Trial-aligned decoding with International Brain Lab data#
This example works through a basic pipeline for decoding the mouse’s choice from spiking activity in the International Brain Lab’s decision task, including loading the data from DANDI, processing and trial-aligning the neural activity, and fitting a logistic regression with cross-validation using scikit-learn.
The International Brain Lab’s Brain Wide Map dataset is available at Dandiset 00409. The International Brain Lab’s BWM website includes links to their preprint and additional documentation. The IBL also has an excellent decoding demonstration in the COSYNE section of their events webpage under “Tutorial 2: Advanced analysis”, along with many other relevant demos.

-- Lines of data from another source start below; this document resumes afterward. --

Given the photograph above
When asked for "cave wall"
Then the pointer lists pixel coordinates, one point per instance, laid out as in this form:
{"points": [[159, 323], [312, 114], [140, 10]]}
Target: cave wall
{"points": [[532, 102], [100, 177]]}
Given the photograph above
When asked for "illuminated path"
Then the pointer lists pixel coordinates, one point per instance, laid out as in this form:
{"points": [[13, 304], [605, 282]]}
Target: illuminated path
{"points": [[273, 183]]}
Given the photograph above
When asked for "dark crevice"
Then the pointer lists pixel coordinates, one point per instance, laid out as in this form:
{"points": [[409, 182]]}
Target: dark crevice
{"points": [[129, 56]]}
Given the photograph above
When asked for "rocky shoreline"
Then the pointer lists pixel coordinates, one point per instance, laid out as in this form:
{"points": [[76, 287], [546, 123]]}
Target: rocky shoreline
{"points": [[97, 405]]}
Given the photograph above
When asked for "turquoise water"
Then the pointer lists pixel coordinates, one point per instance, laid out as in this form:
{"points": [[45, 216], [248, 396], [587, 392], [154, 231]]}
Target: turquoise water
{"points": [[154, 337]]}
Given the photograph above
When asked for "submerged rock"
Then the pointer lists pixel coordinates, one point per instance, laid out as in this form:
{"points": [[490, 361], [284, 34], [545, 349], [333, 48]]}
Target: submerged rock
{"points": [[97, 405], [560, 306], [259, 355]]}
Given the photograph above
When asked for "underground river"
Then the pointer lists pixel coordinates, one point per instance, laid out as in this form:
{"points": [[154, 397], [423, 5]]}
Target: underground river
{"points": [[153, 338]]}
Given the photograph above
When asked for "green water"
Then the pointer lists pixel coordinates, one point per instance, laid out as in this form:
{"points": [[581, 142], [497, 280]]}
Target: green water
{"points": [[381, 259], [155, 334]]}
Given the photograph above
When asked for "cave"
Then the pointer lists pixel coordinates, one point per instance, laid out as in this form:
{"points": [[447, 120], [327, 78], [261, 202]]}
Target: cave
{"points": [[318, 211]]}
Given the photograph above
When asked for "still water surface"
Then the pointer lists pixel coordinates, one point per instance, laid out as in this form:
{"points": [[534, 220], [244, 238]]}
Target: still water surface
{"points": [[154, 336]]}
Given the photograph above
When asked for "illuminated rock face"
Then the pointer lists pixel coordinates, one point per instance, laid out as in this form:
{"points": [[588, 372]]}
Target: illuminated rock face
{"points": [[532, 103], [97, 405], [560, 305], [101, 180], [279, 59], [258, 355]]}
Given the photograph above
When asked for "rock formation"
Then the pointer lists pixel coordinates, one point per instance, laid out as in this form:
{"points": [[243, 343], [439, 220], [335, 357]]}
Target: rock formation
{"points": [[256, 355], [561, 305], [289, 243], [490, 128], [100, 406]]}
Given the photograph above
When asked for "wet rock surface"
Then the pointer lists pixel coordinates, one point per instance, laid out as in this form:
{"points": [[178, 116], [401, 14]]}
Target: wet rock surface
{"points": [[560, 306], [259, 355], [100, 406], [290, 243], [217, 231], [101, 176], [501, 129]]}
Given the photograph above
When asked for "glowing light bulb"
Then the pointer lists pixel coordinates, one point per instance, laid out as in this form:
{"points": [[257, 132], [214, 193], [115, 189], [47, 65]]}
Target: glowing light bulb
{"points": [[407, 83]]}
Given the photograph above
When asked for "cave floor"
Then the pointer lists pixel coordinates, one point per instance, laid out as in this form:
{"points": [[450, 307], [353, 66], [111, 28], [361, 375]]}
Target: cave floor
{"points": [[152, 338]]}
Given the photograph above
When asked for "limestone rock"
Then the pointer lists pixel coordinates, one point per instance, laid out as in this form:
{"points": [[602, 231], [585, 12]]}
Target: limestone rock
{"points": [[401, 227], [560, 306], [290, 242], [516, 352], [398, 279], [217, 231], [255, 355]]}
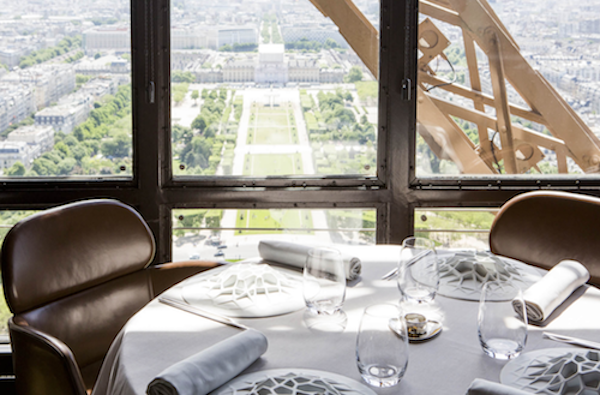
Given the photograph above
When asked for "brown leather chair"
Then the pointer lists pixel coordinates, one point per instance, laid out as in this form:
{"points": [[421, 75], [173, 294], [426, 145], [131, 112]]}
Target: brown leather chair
{"points": [[73, 276], [542, 228]]}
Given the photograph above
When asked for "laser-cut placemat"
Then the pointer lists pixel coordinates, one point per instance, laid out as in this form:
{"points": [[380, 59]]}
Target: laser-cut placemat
{"points": [[555, 371], [463, 273], [247, 290], [293, 382]]}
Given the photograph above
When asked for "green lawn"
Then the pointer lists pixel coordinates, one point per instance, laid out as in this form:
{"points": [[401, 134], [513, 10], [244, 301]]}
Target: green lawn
{"points": [[272, 219], [5, 314], [272, 125], [366, 89], [272, 165]]}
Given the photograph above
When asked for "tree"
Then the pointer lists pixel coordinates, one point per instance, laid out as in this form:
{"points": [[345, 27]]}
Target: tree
{"points": [[355, 74], [18, 169], [117, 147], [199, 123]]}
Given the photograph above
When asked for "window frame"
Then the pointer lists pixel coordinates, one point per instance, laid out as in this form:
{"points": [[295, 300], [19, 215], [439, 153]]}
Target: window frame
{"points": [[395, 192]]}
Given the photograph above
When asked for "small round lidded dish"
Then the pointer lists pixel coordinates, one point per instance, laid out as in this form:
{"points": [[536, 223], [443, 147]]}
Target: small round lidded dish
{"points": [[419, 328]]}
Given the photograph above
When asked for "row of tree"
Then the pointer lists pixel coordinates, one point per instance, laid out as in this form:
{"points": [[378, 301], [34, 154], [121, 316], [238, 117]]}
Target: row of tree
{"points": [[100, 145], [313, 46], [200, 147]]}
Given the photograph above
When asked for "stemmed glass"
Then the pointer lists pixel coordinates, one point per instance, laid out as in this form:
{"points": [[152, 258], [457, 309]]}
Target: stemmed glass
{"points": [[382, 346], [418, 270], [324, 281]]}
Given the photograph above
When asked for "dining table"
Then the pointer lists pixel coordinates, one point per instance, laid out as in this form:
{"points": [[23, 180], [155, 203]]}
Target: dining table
{"points": [[160, 335]]}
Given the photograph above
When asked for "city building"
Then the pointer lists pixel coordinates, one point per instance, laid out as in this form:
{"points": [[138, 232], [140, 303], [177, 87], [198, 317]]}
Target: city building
{"points": [[49, 81], [64, 117], [39, 138], [312, 32], [17, 102], [271, 68], [107, 37], [12, 152], [237, 35]]}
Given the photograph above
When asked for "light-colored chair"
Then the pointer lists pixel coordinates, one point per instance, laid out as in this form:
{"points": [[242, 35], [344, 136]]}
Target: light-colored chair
{"points": [[542, 228], [73, 275]]}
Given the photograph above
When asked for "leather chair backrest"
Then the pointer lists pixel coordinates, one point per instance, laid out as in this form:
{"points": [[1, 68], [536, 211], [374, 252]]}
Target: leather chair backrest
{"points": [[71, 248], [543, 228], [75, 273]]}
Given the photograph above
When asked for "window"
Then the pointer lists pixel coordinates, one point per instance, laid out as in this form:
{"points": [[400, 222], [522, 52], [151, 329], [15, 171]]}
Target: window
{"points": [[65, 80], [499, 101], [261, 91]]}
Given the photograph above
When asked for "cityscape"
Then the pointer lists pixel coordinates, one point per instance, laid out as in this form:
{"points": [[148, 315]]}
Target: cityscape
{"points": [[259, 88]]}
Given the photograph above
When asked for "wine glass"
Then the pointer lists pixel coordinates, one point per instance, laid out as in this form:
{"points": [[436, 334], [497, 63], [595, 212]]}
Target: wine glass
{"points": [[382, 346], [418, 271], [502, 324], [324, 281]]}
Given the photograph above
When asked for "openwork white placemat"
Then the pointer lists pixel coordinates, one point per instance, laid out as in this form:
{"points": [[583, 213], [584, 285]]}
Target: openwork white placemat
{"points": [[293, 382], [463, 273], [247, 290], [555, 371]]}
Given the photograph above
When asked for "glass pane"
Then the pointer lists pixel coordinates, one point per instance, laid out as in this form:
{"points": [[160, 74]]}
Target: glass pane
{"points": [[233, 235], [456, 228], [7, 220], [65, 83], [273, 89], [496, 98]]}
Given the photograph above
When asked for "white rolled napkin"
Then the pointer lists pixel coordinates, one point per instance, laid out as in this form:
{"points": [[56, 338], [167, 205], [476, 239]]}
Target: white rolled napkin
{"points": [[209, 369], [543, 297], [485, 387], [293, 254]]}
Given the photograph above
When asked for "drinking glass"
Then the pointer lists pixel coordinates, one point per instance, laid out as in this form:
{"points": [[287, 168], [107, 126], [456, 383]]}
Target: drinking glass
{"points": [[382, 346], [324, 281], [502, 324], [418, 274]]}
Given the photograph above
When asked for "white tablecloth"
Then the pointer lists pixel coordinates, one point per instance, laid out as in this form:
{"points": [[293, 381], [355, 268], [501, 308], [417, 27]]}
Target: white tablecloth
{"points": [[160, 335]]}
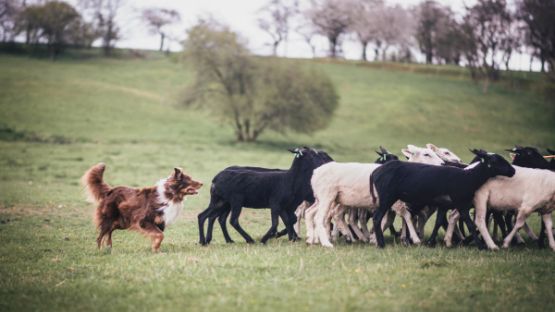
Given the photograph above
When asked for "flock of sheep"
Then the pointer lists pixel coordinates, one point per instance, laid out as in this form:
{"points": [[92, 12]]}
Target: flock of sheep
{"points": [[338, 199]]}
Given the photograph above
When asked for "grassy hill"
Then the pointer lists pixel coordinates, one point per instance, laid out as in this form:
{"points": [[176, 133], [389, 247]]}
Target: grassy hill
{"points": [[59, 118]]}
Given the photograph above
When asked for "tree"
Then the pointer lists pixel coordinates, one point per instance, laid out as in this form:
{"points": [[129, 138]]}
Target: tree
{"points": [[449, 43], [104, 13], [539, 16], [307, 32], [364, 25], [432, 20], [395, 27], [158, 18], [254, 94], [275, 20], [486, 28], [52, 23], [9, 11], [331, 18]]}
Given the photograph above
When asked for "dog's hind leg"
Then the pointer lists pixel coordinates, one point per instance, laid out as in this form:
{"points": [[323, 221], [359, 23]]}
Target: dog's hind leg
{"points": [[105, 227], [154, 233]]}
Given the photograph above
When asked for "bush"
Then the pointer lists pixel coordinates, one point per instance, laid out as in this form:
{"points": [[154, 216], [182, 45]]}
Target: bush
{"points": [[254, 94]]}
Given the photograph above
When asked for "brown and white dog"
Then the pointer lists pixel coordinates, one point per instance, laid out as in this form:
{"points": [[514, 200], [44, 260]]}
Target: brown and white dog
{"points": [[147, 210]]}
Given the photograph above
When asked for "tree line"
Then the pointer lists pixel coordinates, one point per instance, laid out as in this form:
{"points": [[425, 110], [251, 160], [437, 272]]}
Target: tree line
{"points": [[58, 24], [484, 38]]}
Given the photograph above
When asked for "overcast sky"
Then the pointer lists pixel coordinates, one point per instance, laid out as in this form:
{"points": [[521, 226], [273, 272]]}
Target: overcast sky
{"points": [[241, 16]]}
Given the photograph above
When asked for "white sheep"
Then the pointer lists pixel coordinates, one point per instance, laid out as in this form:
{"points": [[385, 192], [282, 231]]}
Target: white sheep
{"points": [[529, 190], [348, 185]]}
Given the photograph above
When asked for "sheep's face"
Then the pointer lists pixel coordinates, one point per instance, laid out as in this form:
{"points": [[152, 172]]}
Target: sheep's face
{"points": [[526, 156], [385, 156], [421, 155], [495, 164], [444, 153]]}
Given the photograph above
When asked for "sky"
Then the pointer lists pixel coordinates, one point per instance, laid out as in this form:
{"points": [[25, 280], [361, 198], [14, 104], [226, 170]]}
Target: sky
{"points": [[241, 16]]}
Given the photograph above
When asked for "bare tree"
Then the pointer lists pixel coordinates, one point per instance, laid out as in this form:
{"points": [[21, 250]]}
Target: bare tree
{"points": [[539, 16], [432, 20], [104, 13], [364, 22], [253, 94], [158, 18], [9, 10], [487, 26], [307, 32], [331, 18], [276, 19], [395, 27]]}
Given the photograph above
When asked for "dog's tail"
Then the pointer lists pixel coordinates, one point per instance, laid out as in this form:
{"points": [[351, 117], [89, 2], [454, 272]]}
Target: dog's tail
{"points": [[94, 184]]}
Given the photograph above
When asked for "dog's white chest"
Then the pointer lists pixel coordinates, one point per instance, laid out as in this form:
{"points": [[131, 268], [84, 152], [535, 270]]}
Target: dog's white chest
{"points": [[171, 212]]}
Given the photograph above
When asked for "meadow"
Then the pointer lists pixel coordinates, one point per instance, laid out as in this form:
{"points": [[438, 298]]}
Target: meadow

For a more detailed tutorial on data loading with DANDI, see the “Streaming data from DANDI” example!
Caveats: This example is meant to provide a simple starting point for working with trial-aligned data and data from the IBL, and so it does not faithfully replicate the IBL’s quality control and filtering criteria; the decoding here is also simpler than the analyses carried out in those works.
Loading data#
See also the “Streaming data from DANDI”, which includes more detail.
# These modules are used for data loading
from dandi.dandiapi import DandiAPIClient
import fsspec
from fsspec.implementations.cached import CachingFileSystem
import h5py
from pynwb import NWBHDF5IO
# The BWM dandiset:
dandiset_id = "000409"
# This is a randomly chosen recording session.
asset_path = "sub-CSH-ZAD-026/sub-CSH-ZAD-026_ses-15763234-d21e-491f-a01b-1238eb96d389_desc-processed_behavior+ecephys.nwb"
with DandiAPIClient() as client:
asset = client.get_dandiset(dandiset_id, "draft").get_asset_by_path(asset_path)
s3_url = asset.get_content_url(follow_redirects=1, strip_query=True)
fs = CachingFileSystem(
fs=fsspec.filesystem("http"),
cache_storage=str(Path("~/.caches/nwb-cache").expanduser()),
)
io = NWBHDF5IO(file=h5py.File(fs.open(s3_url, "rb")), load_namespaces=True)
nwb = nap.NWBFile(io.read())
/home/runner/.local/lib/python3.12/site-packages/hdmf/spec/namespace.py:620: UserWarning: Ignoring the following cached namespace(s) because another version is already loaded:
hdmf-common - cached version: 1.9.0, loaded version: 1.8.0
hdmf-experimental - cached version: 0.6.0, loaded version: 0.5.0
Please update to the latest package versions.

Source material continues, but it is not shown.